A librarian who has all the knowledge in the world but hasn’t seen it and a traveler who has seen the entire world talk about their lives.
Svetlana adjusted her lenses and stretched her fingers against the thick frames. On holiday weekends she could work until her hands gave out, or her eyes–whichever came first–without worry of a patron to attend to. She was taking notes on a cosmology book, feeling both inspired and dejected by it. Inspired, because for a book on cosmology it delved so much into the history of famous astronomers it could double as a study on human ingenuity and psychology. Ego clashing with the pursuit of knowledge. It was a book on world exploration, illustrating the need to understand the depths of space to command the sea. Dejected, because she feared she could never write such a worthy book herself and the thought of writing anything less crushed any motivation to try.
Svetlana was not always destined to be bookish. Her mother was a great explorer, in a time when the exploration for women was limited to the house and market. But when she met her father, he urged her to settle down on account of the pregnancy. And the pregnancy after that. And the pregnancy after that. And eventually her mother’s sea traveler legs had gone too long without use. As the first born, Svetlana was the first to hear her mother’s extravagant tales of other worlds and customs. When it hurt her mother too much to speak of her travels, Svetlana relayed the tales to her siblings. But eventually her father forbade even that, lest his daughters fill their head with too many silly ideas that reduced their standing. Her father never said it, but Svetlana could sense his disappointment in being surrounded by the opposite sex, especially all who would have done better had they been born with different parts.
Svetlana wished to please both her parents so as each sister left, either to marriage or other pursuits, she stayed behind. To please her mother, she rented books from the library, and when her father was away, and the chores of the day were complete she and her mother read them to each other. “That’s not at all what it was like when I was there,” sometimes her mother would say, and Svetlana was drawn back to the stories from her childhood. “Never marry,” her mother chastised and so thrust her into the present again.

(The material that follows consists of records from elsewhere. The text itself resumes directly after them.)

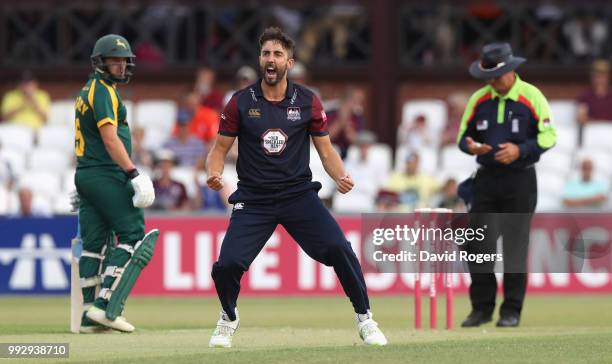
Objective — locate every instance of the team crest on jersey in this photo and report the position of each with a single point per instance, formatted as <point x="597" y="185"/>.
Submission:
<point x="515" y="124"/>
<point x="274" y="141"/>
<point x="482" y="125"/>
<point x="293" y="113"/>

When her father died, her mother’s legs were not the only thing keeping her from traveling. In a way little changed, but significantly the home was again filled with the sound of fantastical memories. Free to speak again, the mother poured her memories over every activity. “In Ciqikou, they prepare the fish this way to honor Yinglong, a dragon that controls the floods.” She’d cook a meal that had Svetlana’s tongue traveling to the East.
“Where did you travel today?” Her mother always asked when she returned from work.
“To Ancient Greece, to speak with the greats: Aristotle, Plato, and Socrates.”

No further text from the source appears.